Tuesday, July 05, 2011

The Secret of My Success

Harold Pinter on his plays, 1963 (pinched from Dangerous Minds):

I’m not a theorist. I’m not an authoritative or reliable commentator on the dramatic scene, the social scene, any scene. I write plays, when I can manage it, and that’s all. That’s the sum of it.
I’ve had two full-length plays produced in London. The first ran a week, and the second ran a year. Of course, there are differences between the two plays. In The Birthday Party I employed a certain amount of dashes in the text, between phrases. In The Caretaker I cut out the dashes and used dots instead.

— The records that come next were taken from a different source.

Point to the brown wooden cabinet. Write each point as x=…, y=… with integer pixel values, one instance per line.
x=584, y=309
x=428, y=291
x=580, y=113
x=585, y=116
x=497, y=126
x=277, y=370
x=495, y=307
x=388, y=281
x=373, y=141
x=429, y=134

So that instead of, say, “Look, dash, who, dash, I, dash, dash, dash,” the text would read, “Look, dot, dot, dot, who, dot, dot, dot, I, dot, dot, dot, dot.” So it’s possible to deduce from this that dots are more popular than dashes, and that’s why The Caretaker had a longer run than The Birthday Party. The fact that in neither case could you hear the dots and dashes in performance is beside the point. You can’t fool the critics for long. They can tell a dot from a dash a mile off, even if they can hear neither.

1 Comments:

Blogger Ken Houghton said...

It's Pinter, about whom at least one actor has told the story of going through a full rehearsal and asking him for comments being told, "Very good, but at [names point] I wrote a three-dot pause and you're only doing a two-dot pause."

Which is why Nick Roeg was his perfect cinematographer, maybe.